Shapiro has made it clear that he intends to have a hand in the product on the field, so it will be interesting to see how the dynamic with Atkins plays out.
Certainly Atkins is joining a team that, despite a hugely successfully 2015 campaign, has a lot of holes – none more pressing than trying to fill the void left by the departure of lefty ace David Price, who earlier this week signed a seven-year, $217-million (U.S.) free-agent contract to play for the Boston Red Sox.
It is believed that the Blue Jays were never really a serious bidder for Price, not willing to tie up that kind of money on one player. But Price's departure has left many wondering about Toronto's commitment to repeating as AL East champions in 2016.
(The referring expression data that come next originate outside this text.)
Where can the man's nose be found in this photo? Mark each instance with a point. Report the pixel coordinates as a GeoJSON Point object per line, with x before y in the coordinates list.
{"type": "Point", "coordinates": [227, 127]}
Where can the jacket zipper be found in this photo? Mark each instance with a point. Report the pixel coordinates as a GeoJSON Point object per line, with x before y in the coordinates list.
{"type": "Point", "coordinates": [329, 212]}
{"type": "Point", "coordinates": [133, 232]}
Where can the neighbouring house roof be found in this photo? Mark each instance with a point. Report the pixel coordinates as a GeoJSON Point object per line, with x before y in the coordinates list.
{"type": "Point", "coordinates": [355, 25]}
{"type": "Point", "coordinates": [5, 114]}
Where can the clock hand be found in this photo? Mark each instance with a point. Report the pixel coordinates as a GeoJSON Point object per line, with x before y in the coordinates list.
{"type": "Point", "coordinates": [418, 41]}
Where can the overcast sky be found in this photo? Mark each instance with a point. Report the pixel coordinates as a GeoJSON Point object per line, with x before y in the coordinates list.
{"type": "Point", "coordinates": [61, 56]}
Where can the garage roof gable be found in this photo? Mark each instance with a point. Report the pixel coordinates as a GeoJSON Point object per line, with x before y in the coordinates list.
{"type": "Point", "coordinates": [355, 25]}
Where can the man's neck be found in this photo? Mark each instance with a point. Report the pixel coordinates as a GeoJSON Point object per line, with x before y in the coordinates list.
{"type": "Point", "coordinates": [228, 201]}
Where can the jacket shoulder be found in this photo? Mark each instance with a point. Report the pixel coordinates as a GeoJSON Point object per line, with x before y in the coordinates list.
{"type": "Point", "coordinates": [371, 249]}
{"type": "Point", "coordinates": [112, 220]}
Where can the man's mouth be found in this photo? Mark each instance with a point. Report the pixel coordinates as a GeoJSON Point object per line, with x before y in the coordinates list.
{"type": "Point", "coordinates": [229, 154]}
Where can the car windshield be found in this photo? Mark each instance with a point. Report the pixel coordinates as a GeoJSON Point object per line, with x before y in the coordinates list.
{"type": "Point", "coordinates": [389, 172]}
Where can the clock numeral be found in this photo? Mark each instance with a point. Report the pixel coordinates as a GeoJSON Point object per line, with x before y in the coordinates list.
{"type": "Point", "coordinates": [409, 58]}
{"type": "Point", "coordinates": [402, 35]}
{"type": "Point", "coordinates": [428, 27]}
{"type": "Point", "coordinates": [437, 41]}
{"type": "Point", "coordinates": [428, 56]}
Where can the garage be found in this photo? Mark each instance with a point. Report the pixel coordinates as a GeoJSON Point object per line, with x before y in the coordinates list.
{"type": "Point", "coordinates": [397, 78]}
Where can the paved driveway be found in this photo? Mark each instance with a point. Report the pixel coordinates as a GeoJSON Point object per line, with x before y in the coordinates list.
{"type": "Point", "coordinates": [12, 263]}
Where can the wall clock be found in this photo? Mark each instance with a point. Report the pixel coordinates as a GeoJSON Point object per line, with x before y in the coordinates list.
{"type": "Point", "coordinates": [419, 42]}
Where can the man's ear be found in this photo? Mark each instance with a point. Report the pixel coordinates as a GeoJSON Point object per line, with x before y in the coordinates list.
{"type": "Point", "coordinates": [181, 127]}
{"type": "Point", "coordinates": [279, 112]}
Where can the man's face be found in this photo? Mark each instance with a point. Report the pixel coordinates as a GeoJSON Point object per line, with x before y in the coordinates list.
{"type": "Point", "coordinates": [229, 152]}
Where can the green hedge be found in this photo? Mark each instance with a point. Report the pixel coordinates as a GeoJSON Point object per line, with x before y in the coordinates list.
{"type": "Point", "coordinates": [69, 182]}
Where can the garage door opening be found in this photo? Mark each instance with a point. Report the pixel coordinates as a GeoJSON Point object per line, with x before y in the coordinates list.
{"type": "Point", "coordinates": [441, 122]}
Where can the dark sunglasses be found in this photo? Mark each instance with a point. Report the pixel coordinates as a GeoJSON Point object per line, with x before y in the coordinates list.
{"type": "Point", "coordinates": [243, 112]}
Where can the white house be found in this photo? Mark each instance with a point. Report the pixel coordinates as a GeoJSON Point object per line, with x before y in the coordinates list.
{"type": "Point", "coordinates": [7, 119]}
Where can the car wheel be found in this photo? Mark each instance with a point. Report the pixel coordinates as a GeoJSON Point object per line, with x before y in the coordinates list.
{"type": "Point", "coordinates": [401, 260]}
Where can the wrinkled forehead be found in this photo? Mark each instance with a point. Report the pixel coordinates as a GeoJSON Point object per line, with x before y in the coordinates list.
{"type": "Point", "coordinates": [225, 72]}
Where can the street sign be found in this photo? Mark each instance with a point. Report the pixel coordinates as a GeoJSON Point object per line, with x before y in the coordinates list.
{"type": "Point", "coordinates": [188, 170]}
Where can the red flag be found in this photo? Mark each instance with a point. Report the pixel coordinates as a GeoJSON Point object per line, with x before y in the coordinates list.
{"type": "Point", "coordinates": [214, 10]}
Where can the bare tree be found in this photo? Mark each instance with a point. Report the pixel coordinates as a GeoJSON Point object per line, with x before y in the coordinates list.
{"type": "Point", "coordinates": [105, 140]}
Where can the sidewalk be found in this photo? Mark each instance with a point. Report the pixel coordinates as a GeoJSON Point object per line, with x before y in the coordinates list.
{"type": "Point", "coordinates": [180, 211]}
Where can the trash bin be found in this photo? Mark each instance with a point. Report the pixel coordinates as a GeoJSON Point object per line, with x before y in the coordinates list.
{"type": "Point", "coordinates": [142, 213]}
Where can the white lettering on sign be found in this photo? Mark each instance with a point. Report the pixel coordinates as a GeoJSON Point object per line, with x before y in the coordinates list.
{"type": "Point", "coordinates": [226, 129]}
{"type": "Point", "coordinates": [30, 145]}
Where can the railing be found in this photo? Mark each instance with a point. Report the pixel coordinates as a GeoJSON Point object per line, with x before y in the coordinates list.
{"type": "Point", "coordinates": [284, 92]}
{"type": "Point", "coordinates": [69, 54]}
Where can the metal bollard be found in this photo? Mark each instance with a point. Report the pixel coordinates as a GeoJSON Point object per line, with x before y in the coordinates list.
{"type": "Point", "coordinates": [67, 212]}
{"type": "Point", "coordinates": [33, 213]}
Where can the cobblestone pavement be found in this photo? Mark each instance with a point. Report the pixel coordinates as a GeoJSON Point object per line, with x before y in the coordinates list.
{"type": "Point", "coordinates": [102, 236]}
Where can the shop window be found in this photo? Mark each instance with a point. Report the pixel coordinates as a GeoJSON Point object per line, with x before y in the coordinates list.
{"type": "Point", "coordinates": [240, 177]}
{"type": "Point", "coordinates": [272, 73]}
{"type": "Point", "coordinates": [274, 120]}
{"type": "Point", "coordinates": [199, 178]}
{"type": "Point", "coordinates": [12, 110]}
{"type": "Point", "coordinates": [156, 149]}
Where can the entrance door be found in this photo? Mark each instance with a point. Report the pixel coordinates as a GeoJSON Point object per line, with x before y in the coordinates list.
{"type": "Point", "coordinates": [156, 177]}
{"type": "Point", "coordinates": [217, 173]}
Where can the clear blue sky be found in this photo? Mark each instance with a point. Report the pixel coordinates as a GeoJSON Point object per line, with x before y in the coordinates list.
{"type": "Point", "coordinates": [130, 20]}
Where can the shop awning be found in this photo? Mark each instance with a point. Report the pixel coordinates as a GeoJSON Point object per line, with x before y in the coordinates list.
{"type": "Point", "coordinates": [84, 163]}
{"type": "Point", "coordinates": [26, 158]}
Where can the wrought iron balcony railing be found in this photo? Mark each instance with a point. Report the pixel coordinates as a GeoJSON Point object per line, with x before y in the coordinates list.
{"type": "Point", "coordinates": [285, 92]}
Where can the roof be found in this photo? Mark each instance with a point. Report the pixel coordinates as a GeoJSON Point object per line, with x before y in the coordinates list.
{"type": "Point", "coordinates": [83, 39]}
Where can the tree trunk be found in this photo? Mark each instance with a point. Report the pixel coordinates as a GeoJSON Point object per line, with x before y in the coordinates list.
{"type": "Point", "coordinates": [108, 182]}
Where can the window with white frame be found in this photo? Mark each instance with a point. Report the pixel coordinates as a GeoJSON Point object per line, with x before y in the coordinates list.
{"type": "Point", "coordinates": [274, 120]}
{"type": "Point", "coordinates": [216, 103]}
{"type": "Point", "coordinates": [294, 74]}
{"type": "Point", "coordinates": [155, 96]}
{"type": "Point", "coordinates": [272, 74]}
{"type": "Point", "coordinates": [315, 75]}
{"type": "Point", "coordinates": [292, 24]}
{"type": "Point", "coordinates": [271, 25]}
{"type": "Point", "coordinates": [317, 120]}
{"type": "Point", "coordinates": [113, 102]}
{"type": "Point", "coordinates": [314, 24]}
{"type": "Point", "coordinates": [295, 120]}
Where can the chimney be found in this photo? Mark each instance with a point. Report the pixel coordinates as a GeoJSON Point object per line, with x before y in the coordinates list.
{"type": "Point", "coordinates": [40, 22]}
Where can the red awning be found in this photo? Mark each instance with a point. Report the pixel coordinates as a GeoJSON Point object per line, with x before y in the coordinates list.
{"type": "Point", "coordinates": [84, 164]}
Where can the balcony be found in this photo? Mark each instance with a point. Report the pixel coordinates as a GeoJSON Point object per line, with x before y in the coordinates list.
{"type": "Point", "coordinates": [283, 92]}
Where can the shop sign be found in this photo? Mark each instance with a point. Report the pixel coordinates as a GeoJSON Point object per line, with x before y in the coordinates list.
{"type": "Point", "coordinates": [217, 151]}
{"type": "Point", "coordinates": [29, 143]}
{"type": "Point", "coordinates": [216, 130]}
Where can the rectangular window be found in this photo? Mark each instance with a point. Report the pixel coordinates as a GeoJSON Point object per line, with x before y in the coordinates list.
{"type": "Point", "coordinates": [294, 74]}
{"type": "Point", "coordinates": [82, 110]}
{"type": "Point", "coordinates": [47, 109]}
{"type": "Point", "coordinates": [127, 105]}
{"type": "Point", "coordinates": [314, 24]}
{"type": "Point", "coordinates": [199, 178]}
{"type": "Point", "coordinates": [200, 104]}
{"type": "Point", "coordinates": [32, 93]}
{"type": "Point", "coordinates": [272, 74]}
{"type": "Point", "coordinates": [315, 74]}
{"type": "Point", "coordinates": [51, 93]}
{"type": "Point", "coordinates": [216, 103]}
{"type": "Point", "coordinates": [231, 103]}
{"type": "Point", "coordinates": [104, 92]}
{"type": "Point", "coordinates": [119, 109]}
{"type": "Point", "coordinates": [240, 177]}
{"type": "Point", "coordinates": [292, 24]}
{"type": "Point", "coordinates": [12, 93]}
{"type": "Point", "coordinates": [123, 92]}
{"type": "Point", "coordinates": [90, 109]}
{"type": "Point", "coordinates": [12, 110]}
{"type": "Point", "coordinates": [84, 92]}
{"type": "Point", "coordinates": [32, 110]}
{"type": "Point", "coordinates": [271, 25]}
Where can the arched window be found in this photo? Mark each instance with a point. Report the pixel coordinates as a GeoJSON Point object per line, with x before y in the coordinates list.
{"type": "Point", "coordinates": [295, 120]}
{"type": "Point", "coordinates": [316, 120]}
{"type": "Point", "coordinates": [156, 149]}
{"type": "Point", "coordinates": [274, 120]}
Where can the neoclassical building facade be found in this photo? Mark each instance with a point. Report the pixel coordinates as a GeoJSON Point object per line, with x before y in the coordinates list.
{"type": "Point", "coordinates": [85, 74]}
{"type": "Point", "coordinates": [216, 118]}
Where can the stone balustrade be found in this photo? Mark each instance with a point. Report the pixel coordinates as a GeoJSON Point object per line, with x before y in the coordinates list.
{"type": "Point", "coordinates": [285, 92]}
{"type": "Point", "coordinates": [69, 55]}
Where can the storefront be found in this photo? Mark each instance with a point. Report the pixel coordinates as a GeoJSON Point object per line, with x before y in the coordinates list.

While LaCava was handling the interim reins as Toronto's GM, the Blue Jays re-signed pitcher Marco Estrada to a $26-million, two-year deal; traded reliever Liam Hendriks to the Oakland Athletics for starter Jesse Chavez; and then signed free-agent starter J.A. Happ to a $36-million, three-year deal.
While the starting pitching remains suspect, Atkins will also have to concern himself with the catcher's position now that the Blue Jays decided to non-tender Josh Thole for 2016, making him a free agent.
With Dioner Navarro, last year's backup to Russell Martin, reportedly having agreed to a new free-agent deal with the Chicago White Sox, the Blue Jays are suddenly very thin in talent behind the plate.